The guidelines emphasise the quality and impact of research instead of relying simply on article counts in journals, including those with high impact factors, says Praveen Chaddah, a guidelines author, and a former director of the University Grants Commission Department of Atomic Energy Consortium for Scientific Research (UGC-DAE), Indore.

They cover five issues: promoting a pre-print archive publication policy; promoting journals published in India; minimizing predatory journals and predatory conferences in the country; categorizing and evaluating research efforts; and payment of ‘open access’ charges and publication of conference proceedings, specifically in Indian context.

Required and overdue

The guidelines “are perhaps the first to formally emphasize that making a distinction between 'national' and 'international' journals is derogatory, and has resulted in the stunted growth of good research journals in the country, while promoting the extremely dangerous breed of 'predatory' journals which call themselves 'international',” says Lakhotia, also a co-author.

The guidelines were welcomed for support of open access research and publication, among other things. They are “very much required and overdue,” says Sridhar Gutam, senior scientist at the Indian Institute of Horticultural Research, Bangalore, and convener of India’s open access movement.

The guidelines state that publication in predatory or bogus journals – named on a yet-to-be-completed list, recently published by the UGC — should not be counted.

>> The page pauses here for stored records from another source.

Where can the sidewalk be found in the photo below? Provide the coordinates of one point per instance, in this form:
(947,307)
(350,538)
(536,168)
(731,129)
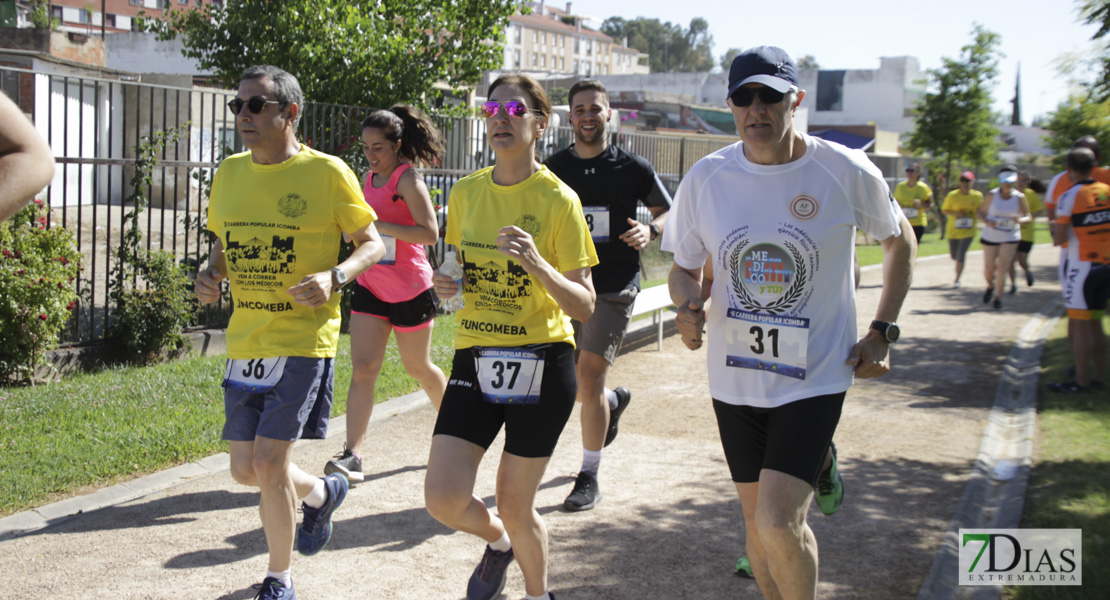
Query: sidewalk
(669,524)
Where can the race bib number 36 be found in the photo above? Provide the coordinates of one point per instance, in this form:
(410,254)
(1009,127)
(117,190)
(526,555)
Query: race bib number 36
(597,220)
(255,375)
(775,344)
(510,375)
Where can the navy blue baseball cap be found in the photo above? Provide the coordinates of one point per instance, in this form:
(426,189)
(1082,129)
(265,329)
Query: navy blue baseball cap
(765,64)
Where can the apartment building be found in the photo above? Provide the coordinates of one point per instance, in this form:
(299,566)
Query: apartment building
(553,40)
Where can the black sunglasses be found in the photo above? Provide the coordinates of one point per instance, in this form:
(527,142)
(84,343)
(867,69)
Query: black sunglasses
(255,104)
(744,97)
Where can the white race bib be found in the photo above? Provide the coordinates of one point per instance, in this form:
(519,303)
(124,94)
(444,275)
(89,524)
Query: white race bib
(391,251)
(510,375)
(597,220)
(775,344)
(255,375)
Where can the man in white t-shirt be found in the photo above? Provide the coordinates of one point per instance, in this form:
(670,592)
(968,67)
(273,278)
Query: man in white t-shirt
(775,216)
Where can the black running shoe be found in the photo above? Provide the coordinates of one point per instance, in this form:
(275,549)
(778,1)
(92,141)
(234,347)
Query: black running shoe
(624,396)
(585,495)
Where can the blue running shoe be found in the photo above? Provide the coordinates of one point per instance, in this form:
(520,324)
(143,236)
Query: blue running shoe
(315,528)
(273,589)
(488,578)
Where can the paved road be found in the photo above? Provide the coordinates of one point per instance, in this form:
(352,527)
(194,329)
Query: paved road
(669,524)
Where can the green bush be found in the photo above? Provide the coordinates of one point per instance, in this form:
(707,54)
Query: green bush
(38,265)
(152,307)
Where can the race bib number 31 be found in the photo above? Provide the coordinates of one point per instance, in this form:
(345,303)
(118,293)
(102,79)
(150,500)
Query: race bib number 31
(775,344)
(255,375)
(510,375)
(597,220)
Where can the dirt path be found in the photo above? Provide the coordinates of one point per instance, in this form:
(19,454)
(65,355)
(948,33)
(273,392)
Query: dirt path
(669,524)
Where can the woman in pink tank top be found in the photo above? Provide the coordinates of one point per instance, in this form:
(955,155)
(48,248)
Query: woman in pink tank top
(396,294)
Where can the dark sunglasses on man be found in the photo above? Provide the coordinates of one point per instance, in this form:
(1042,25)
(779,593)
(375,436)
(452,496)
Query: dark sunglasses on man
(254,104)
(744,97)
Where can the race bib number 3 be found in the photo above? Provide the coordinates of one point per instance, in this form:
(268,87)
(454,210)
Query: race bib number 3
(255,375)
(391,251)
(597,220)
(775,344)
(510,375)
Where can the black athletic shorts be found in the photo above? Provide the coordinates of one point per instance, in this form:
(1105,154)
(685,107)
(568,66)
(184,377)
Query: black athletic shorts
(793,438)
(409,314)
(532,430)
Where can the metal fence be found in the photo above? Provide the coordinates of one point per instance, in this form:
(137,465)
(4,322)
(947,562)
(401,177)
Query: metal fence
(94,126)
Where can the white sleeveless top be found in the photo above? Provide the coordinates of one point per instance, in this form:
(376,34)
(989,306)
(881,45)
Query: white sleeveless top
(1005,212)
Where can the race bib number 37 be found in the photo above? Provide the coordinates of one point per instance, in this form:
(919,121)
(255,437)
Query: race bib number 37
(510,375)
(255,375)
(775,344)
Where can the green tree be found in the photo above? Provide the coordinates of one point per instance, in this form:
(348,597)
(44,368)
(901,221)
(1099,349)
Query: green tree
(726,59)
(349,51)
(1077,117)
(954,120)
(669,47)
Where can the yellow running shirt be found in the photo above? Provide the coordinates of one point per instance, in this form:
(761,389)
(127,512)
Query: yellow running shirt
(906,195)
(964,224)
(504,305)
(279,223)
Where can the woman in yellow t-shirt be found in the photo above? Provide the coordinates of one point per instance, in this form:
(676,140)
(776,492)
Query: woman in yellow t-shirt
(1035,190)
(526,254)
(915,197)
(961,205)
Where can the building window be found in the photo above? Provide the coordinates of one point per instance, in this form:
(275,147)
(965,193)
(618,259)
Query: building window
(830,90)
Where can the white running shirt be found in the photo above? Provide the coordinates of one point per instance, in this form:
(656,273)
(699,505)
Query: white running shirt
(783,315)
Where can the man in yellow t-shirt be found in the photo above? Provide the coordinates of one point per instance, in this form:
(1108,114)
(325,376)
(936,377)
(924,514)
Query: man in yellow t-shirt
(961,206)
(279,212)
(915,197)
(1033,191)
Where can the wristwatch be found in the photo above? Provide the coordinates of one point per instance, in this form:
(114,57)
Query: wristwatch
(339,277)
(890,331)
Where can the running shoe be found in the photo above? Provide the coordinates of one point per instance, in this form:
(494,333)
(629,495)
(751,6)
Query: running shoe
(488,578)
(744,568)
(585,495)
(273,589)
(345,464)
(315,529)
(1068,387)
(624,396)
(830,487)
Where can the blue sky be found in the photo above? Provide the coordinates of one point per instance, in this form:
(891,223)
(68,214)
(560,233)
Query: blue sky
(854,33)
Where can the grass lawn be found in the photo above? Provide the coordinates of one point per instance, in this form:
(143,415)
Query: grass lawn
(1070,482)
(93,429)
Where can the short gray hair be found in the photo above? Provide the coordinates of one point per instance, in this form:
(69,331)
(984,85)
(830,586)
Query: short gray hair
(286,89)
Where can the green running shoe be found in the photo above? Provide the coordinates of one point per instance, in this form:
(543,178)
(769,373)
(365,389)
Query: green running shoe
(830,487)
(744,568)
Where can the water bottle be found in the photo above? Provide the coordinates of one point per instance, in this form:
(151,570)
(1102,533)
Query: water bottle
(453,270)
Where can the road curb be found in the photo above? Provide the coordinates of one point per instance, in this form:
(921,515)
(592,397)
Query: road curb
(996,491)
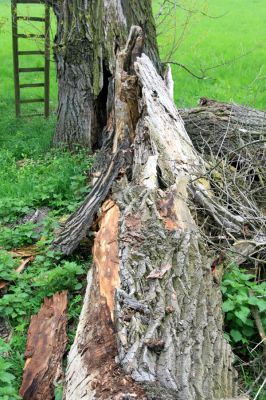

They also promote the use of pre-print archives, “which not only safeguards claims of priority of data as well as ideas, but also permits free, unhindered open access to research,” says Lakhotia. Indian researchers will be able to more easily find online work by others from publicly-funded institutes, which has been mostly confined to pay-walled journals, says Anup Das, Centre for Studies in Science Policy, Jawaharlal Nehru University, New Delhi. He says less than 5% of Indian universities and less than 5% of Indian S&T institutions have established pre-print repositories.

India also proposes to replace UGC with a new regulatory body, and is making attempts to ensure that disbursal of university grants is objective, transparent, based purely on merit and online, to end outdated paper-based administration.